"Jangan berurusan dengan Mark, Renjun."

Déjà vu seolah menerpa Renjun. Oke cukup.

"Bukankah kau harus mengerjakan laporan bersama Jeno?"

"Aku serius. Jangan mengalihkan pembicaraan," sahut Jaemin tanpa jeda, dia memandang Renjun layaknya guru konseling yang memandang murid bermasalah. "Dan kalau kau ingin tahu, Jeno sedang sibuk mengurus sesuatu untuk makan malam bersama siapalah-itu aku tidak peduli."

"Urusan kalangan konglomerat memang rumit, ya. Kau ingat waktu―"

"Renjun," hardik Jaemin, nada bicaranya lebih rendah dari biasanya.

Erangan kesal sekaligus frustasi sudah berada di pangkal tenggorokannya kalau Jaemin tidak menatapnya lebih tajam. Mungkin seharusnya ia mengiyakan ucapan Jaemin saja dan ia akan terlepas dari pembicaraan ini. Namun sikap orang-orang yang memandangnya sangsi dan tidak setuju saat melihatnya bersama Mark membuatnya jengah juga. Dia bukannya ingin meledakkan Blue House atau bagaimana bersama Mark, tapi reaksi orang-orang membuatnya berpikir sebaliknya. Seolah itu tindakan kriminal. Padahal pada kenyataannya, semua pertemuannya dengan Mark tidak direncanakan. Demi Tuhan, dia bahkan pertemuannya bisa dihitung dengan satu tangan.

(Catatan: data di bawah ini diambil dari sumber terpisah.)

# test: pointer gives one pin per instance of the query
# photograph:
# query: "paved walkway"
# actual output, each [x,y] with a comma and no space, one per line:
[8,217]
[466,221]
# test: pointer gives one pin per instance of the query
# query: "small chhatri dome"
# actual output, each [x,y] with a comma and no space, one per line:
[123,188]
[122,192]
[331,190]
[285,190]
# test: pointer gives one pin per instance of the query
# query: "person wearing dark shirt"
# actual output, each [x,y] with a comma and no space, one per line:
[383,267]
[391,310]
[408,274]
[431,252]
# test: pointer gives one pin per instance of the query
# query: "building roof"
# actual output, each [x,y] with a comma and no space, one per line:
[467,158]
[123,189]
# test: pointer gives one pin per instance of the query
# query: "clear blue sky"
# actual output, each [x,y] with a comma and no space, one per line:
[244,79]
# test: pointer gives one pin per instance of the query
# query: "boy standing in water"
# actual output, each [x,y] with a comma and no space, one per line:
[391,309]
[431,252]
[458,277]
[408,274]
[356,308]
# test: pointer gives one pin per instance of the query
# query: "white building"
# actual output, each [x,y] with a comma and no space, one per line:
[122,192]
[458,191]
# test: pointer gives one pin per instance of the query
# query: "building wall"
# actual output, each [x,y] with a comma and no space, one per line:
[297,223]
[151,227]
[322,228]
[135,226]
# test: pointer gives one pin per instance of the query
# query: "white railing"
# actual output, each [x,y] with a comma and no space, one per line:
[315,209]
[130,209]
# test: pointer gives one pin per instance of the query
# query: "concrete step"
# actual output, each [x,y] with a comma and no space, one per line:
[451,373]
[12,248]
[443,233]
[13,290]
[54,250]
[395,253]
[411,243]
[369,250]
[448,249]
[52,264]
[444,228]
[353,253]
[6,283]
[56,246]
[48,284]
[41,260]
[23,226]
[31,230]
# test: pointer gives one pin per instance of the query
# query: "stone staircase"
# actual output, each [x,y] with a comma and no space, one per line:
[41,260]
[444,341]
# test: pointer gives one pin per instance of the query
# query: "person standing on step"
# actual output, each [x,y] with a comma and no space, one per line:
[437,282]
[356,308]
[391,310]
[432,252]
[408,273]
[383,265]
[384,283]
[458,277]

Seolah membaca konflik batin di keterdiaman Renjun, sorot mata Jaemin agak melembut, begitu juga dengan nada bicaranya. "Aku tidak ingin kau terluka lagi, Injun."

Tapi bisa apa dia kalau sahabatnya memandangnya penuh kesungguhan dan empati seperti itu? Tentunya Renjun tidak sampai hati untuk menyangkal kata-kata Jaemin.

"Sepertinya kalian salah paham Jaemin. Aku tidak tahu kalian mendapat ide darimana tapi, tapi aku tidak ada hubungan apapun dengan Mark hyung."

Sebuah resolusi tampak berkilat di mata secoklat the itu saat Jemin menghadapkan tubuhnya penuh pada Renjun.

"Kau yakin bisa mempertahankannya seperti itu?"

"Ya."

Bohong.

Л

"Bukannya aku ingin mengusirmu―"

"Kau sedang mengusirku sekarang."

Laki-laki bermata rusa itu berdecak. "―tapi bukankah harusnya kau sibuk saat ini?"

Ada dua alasan mengapa Lucas gatal ingin menendang Mark keluar dari kantornya. Pertama, ia bosan melihat tampangnya yang sudah bercokol di atas sofa coklat di tengah ruangannya sejak siang tadi. Yang kedua, seharusnya makhluk berkepribadian es itu bersiap untuk acara makan malam bersama keluarganya. Acara yang cukup prestisius dan penting kalau boleh dibilang. Yang mana jika temannya itu tidak hadir, bisa dipastikan kakeknya tidak akan segan mengirim kepalanya ke kutub utara.

"Kau bersikap seolah-olah hanya aku yang wajib datang ke acara sialan itu," jawab Mark santai.

"Setidaknya bukan aku yang harus membawa pasangan ke meja jamuan nanti," sindir Lucas sambil menaikkan satu alisnya. Hal itu menarik sedikit perhatian Mark. Sedikit.

"Bukan pasangan. Teman."

"Yeah, well, same difference."

"Lalu?"

Mark ingat persis bagaimana rupa ibunya kemarin malam di ruang keluarga saat sedang mewanti-wantinya untuk membawa teman. Merepotkan. Walau saat itu ibunya hampir menyerupai maleficent, dia tidak bisa menampik rasa benci pada ide tersebut. Jangankan membawa pasangan, membayangkan berada di jamuan makan malam itu membuat Mark mual dan jijik. Dia benci formalitas dan pencitraan.